Tekrar söylemek isterim, vizyonumuz gayet açıktır, bunu her ortamda söylüyorum, Türkiye, Yunanistan, ikisi de garantör ülkedir. Ve Ada'nın tamamını, bütün Doğu Akdeniz'i bir işbirliği alanı haline getirebiliriz. Bunun için uğraşmamız lazım.
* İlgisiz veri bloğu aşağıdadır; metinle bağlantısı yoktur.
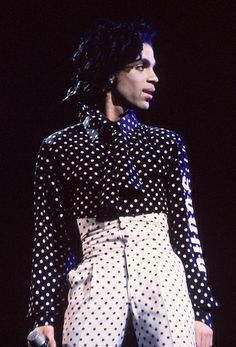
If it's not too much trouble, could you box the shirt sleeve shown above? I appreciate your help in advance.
[28,140,72,325]
[167,135,218,327]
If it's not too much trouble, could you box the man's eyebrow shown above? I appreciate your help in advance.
[135,58,156,67]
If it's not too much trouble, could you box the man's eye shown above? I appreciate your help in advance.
[136,65,145,71]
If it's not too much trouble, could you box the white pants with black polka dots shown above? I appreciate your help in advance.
[63,213,195,347]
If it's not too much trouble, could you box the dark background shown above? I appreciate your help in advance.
[0,0,236,347]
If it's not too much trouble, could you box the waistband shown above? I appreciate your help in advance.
[77,213,170,259]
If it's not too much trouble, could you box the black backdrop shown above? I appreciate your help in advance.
[0,0,236,347]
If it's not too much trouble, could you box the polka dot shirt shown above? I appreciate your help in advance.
[29,106,218,326]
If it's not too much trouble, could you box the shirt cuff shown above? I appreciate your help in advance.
[34,316,55,328]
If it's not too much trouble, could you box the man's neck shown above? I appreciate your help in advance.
[104,92,124,122]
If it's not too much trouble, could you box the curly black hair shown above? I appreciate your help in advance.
[65,20,156,106]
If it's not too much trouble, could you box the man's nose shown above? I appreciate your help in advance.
[149,70,159,83]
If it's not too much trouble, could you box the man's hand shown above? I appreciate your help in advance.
[195,321,213,347]
[28,325,56,347]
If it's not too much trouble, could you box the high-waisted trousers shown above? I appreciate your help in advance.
[63,213,195,347]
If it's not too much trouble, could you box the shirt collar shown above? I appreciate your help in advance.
[80,105,138,140]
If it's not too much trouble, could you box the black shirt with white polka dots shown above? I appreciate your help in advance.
[29,105,218,326]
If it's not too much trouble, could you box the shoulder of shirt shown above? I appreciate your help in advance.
[141,124,183,143]
[42,123,82,147]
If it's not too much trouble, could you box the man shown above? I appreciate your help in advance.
[30,22,217,347]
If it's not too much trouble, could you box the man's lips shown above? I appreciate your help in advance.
[143,89,155,99]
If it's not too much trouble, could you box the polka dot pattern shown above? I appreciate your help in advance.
[63,213,195,347]
[29,104,218,334]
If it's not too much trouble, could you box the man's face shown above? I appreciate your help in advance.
[115,43,158,110]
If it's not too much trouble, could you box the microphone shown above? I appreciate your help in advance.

Ama bunun olması için işte gerçekçi, Ada'nın bütün gerçeklerini dikkate alan kapsamlı bir çözümün de karşılıklı yapılması gerekir.''
Cumhurbaşkanı Abdullah Gül, bir başka gazetecinin, ''Yıl sonuna kadar bir çözüm sağlanamazsa bir B planınız var mı?'' sorusu üzerine de, ''BM Genel Sekreteri de aslında raporunda zamanın aleyhe çalıştığını söylüyor. Yani, müzakereler, 2010, 2012, bir 5 sene daha, onun cumhurbaşkanlığı, bunun cumhurbaşkanlığı dönemi, bunlar böyle olmaz. Bunun bir çizgisinin olması gerekir. Arzu ederdik ki, geçen sene bu iş bitsin, bitmedi. Bu sene bitmesi gerekir'' dedi.
KKTC'nin bütün iyi niyeti ve rasyonel davranışını bütün dünyaya gösterdiğini dile getiren Gül, Eroğlu'nun ne konu varsa görüşülmesini, konuşulmasını istediğini, en zor konuları görüşmeye başladığını, KKTC'nin bu cesareti gösterdiğini söyledi.
''Dolayısıyla karşı taraf da aynı cesareti göstermeli ve neticeye hedefli bir süreç olmalı'' diyen Gül, şunları kaydetti:
''Eğer bu böyle olmazsa, sorumluluğun nasıl olduğunu, nerede olduğunu, uluslararası camia, BM, özel temsilci, genel sekreter, Güvenlik Konseyi'nin daimi üyeleri, bütün bunlar görüyorlardır. Eğer bir netice çıkmazsa, şüphesiz ki KKTC kendini ispatlamış bir ülkedir, kendini ispatlamış bir demokrasisi vardır. Ekonomisi giderek güçlenmektedir. Türkiye her türlü desteği vermeye devam edecektir. Ayrıca, gördünüz, Avrupa İnsan Hakları Mahkemesi, Avrupa hukuku. Bu hukukun içerisindeyiz hepimiz. Onlar da verdikleri kararlarla KKTC'nin taşınmaz mallarla ilgili kurduğu komisyonun bir iç hukuk düzeni olduğunu ve bunun geçerli olduğunu, bunu onaylamışlardır. Bu süreçte, KKTC kendi üzerine düşeni yapacaktır. Türkiye Cumhuriyeti Devleti de her türlü desteği sonuna kadar KKTC'ye vermekte geri kalmayacaktır. Maddi, manevi, diplomatik, her türlü desteği...''
Toplantıda Devlet Bakanı ve Başbakan Yardımcısı Cemil Çiçek, Dışişleri Bakanı Ahmet Davutoğlu, KKTC Dışişleri Bakanı Hüseyin Özgürgün ve öteki yetkililer de hazır bulundu.